Os produtos biológicos apresentam resultados mais rápidos quando associados a outras práticas, como rotação de cultura, plantio direto ou adição de matéria orgânica ao solo. Não são incompatíveis com os químicos, mas se complementam.
Além dos microorganismos, os insumos biológicos são desenvolvidos a partir de enzimas, extratos (de plantas ou de microrganismos), macrorganismos (invertebrados), metabólitos secundários e feromônios, destinados ao controle biológico. Esses insumos são também os ativos voltados à nutrição, os promotores de crescimento de plantas, os mitigadores de estresses bióticos e abióticos e os substitutivos de antibióticos, conforme definição da Embrapa.
Caravana
O pesquisador citou também a Caravana Embrapa FertBrasil, que começará em abril, com o objetivo de capacitar e trocar conhecimentos entre os institutos de pesquisa e o setor produtivo. Uma das tarefas da iniciativa é analisar a fertilidade de solos e de folhas de plantas.

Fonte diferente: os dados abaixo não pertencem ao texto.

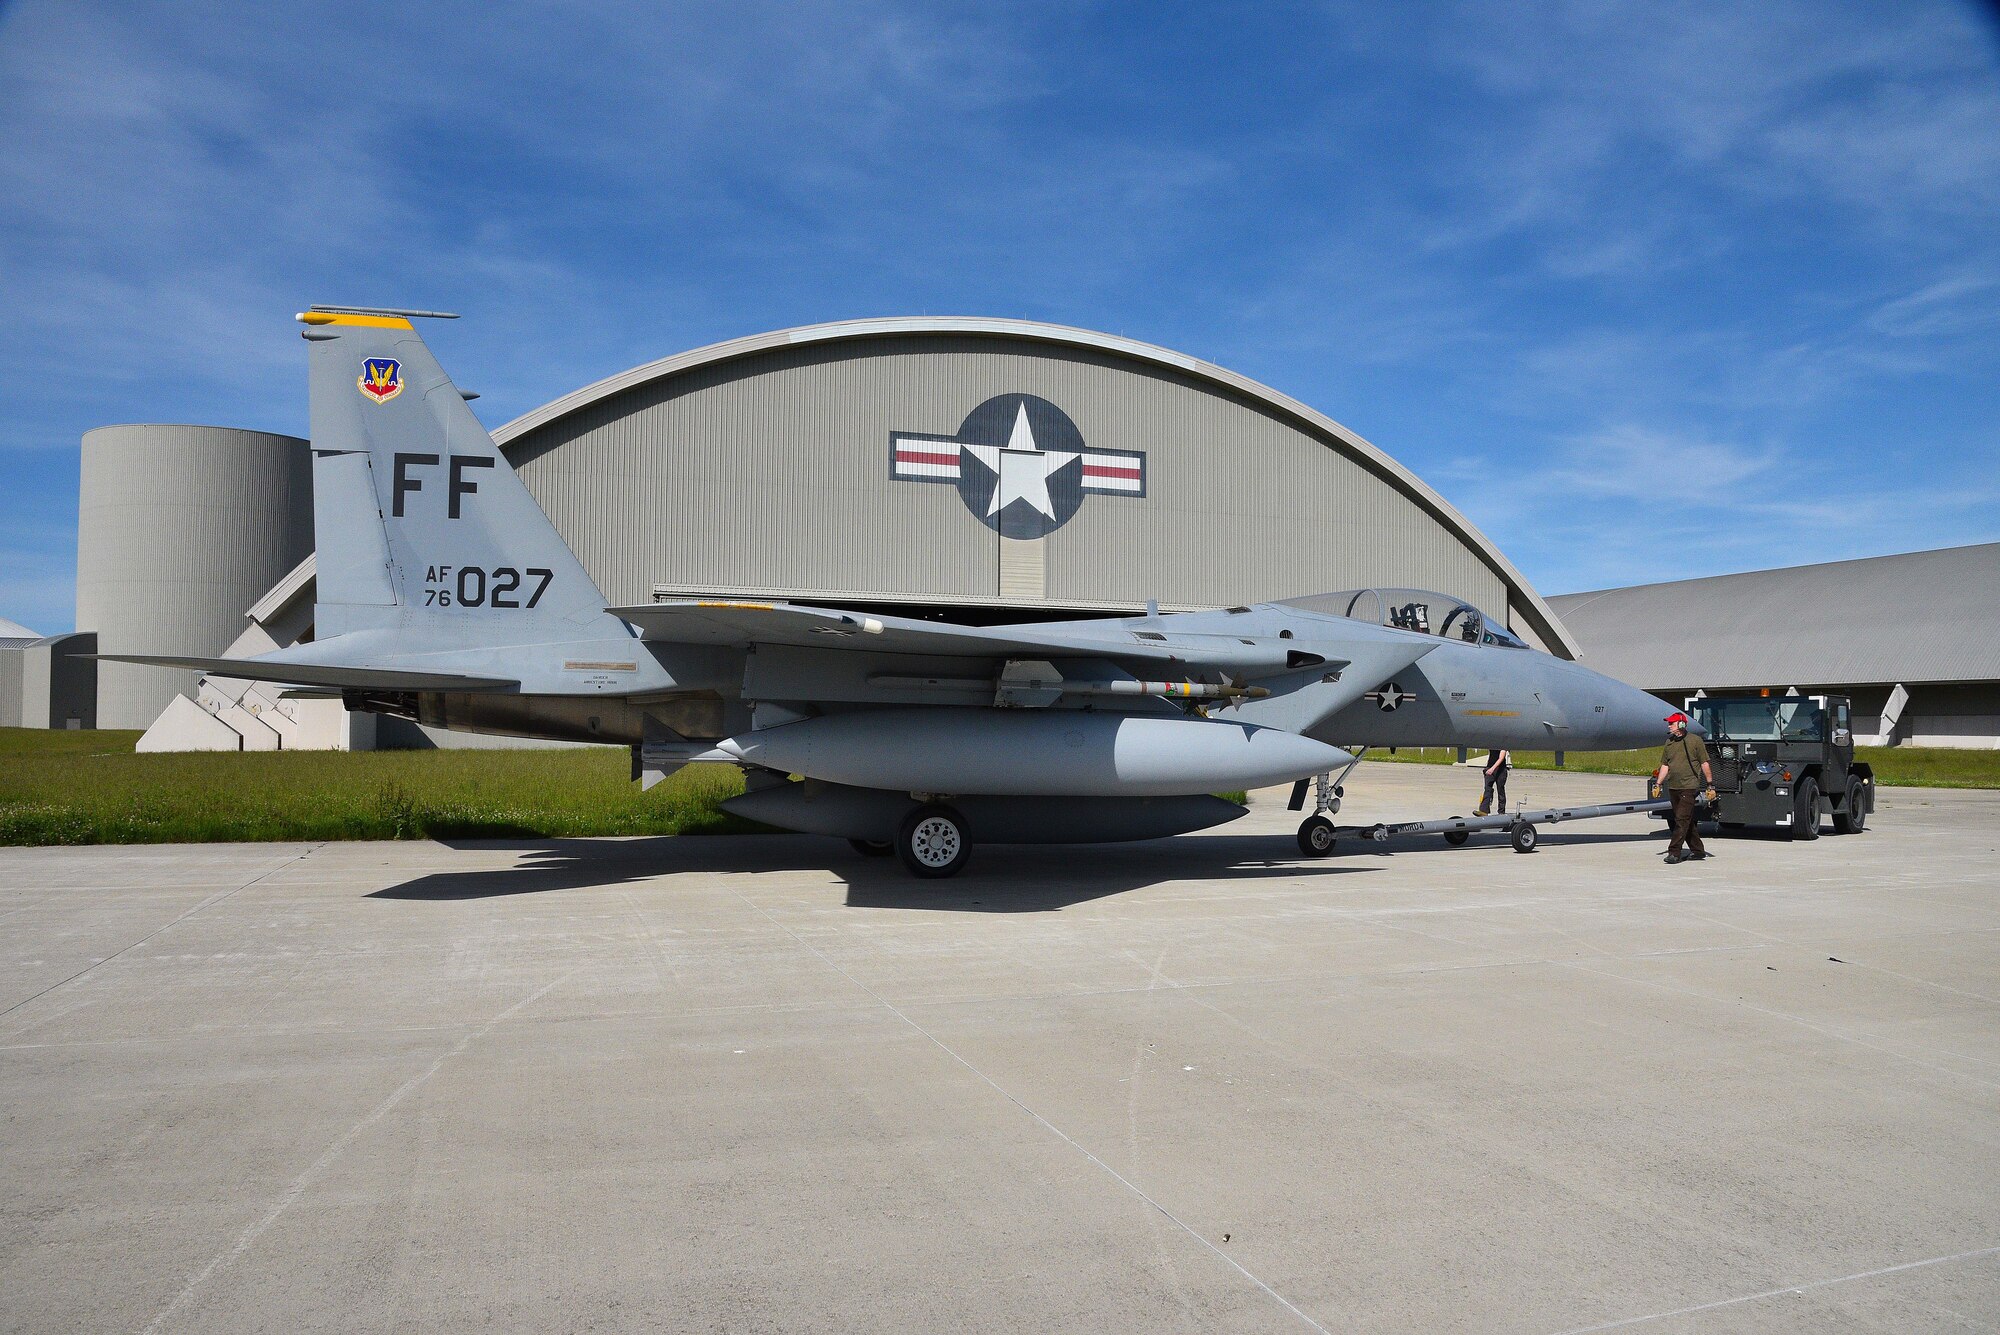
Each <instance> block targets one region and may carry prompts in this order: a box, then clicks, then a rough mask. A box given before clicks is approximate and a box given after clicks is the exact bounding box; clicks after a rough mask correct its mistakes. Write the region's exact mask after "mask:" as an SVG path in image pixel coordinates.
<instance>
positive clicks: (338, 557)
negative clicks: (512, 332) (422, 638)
mask: <svg viewBox="0 0 2000 1335" xmlns="http://www.w3.org/2000/svg"><path fill="white" fill-rule="evenodd" d="M416 314H420V312H388V310H360V308H320V306H314V308H312V310H308V312H304V314H302V316H298V320H300V324H304V326H306V330H304V336H306V340H310V342H312V494H314V496H312V524H314V540H316V546H318V578H316V580H318V612H316V632H318V638H320V640H326V638H330V636H340V634H346V632H356V630H374V628H412V630H414V628H426V630H436V632H446V634H448V636H450V638H452V640H456V642H462V644H464V642H472V644H506V642H516V644H518V642H522V640H530V638H542V636H546V634H560V636H562V638H574V636H578V634H592V632H596V630H600V622H606V620H612V622H614V618H608V614H606V612H604V596H602V594H600V592H598V588H596V584H592V580H590V576H588V574H586V572H584V568H582V564H580V562H578V560H576V556H574V554H572V552H570V548H568V544H566V542H562V534H558V532H556V526H554V524H550V522H548V516H546V514H542V508H540V506H536V504H534V498H532V496H528V488H524V486H522V482H520V478H518V476H516V474H514V470H512V468H510V466H508V462H506V460H504V458H502V456H500V450H498V446H494V440H492V436H488V434H486V428H484V426H480V422H478V418H474V416H472V410H470V408H468V406H466V400H464V396H462V394H460V392H458V388H456V386H452V380H450V376H446V374H444V370H442V368H440V366H438V362H436V358H432V356H430V350H428V348H426V346H424V340H422V338H418V334H416V328H414V326H412V324H410V318H412V316H416ZM620 630H622V628H620Z"/></svg>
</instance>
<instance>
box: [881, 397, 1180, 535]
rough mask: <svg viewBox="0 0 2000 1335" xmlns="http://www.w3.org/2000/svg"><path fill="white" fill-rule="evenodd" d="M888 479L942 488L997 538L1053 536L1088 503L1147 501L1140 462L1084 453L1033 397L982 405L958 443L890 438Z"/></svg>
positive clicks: (937, 440) (895, 432) (971, 415)
mask: <svg viewBox="0 0 2000 1335" xmlns="http://www.w3.org/2000/svg"><path fill="white" fill-rule="evenodd" d="M888 442H890V474H892V476H894V478H896V480H900V482H946V484H952V486H956V488H958V496H960V500H964V502H966V510H970V512H972V514H974V516H978V520H980V522H982V524H986V528H990V530H994V532H996V534H1000V536H1002V538H1016V540H1032V538H1042V536H1046V534H1054V532H1056V530H1058V528H1062V526H1064V524H1068V522H1070V518H1072V516H1074V514H1076V512H1078V510H1080V508H1082V504H1084V498H1086V496H1128V498H1134V500H1144V498H1146V456H1144V454H1142V452H1138V450H1090V448H1086V446H1084V434H1082V432H1078V430H1076V424H1074V422H1070V416H1068V414H1066V412H1062V410H1060V408H1056V406H1054V404H1050V402H1048V400H1046V398H1036V396H1032V394H1000V396H996V398H990V400H986V402H984V404H980V406H978V408H974V410H972V412H970V414H966V420H964V424H962V426H960V428H958V434H956V436H922V434H912V432H894V434H890V438H888Z"/></svg>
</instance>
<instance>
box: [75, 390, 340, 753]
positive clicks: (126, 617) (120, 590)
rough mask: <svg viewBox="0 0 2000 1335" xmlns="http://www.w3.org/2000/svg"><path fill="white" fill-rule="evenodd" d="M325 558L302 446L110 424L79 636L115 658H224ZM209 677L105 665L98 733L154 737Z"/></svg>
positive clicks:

Em muitos lugares do Brasil, os produtores utilizam uma receita pronta, um pacote tecnológico genérico, independentemente da fertilidade do solo ali presente.
“Os pesquisadores e técnicos da Embrapa vão percorrer o Brasil inteiro, trocando experiências, construindo uma proximidade e uma relação técnica com o produtor rural em todo o País para que possamos aumentar a eficiência dos fertilizantes no campo e diminuindo o desperdício. A ideia é potencializar estes novos insumos brasileiros para que o agricultor possa ter o preço dos fertilizantes cada vez menor no custo de produção dele, para tentar produzir alimentos cada vez baratos para o consumidor brasileiro”, adiantou.
O Brasil, atualmente, consome cerca de 8,5% dos fertilizantes em nível global, ocupando a quarta posição. China, Índia e Estados Unidos aparecem no topo da lista de consumo. Esses países, ainda, são grandes produtores mundiais de fertilizantes, à exceção do Brasil, que importou em 2021 cerca de 89% das 43 milhões de toneladas consumidas na produção agrícola.
No País, as culturas de soja, milho e cana-de-açúcar respondem por mais de 73% do consumo de fertilizantes. A Rússia é responsável por fornecer 25% dos fertilizantes para o Brasil. Junto à Bielorrússia, chega a fornecer mais de 50% do potássio consumido pelo agricultor brasileiro anualmente.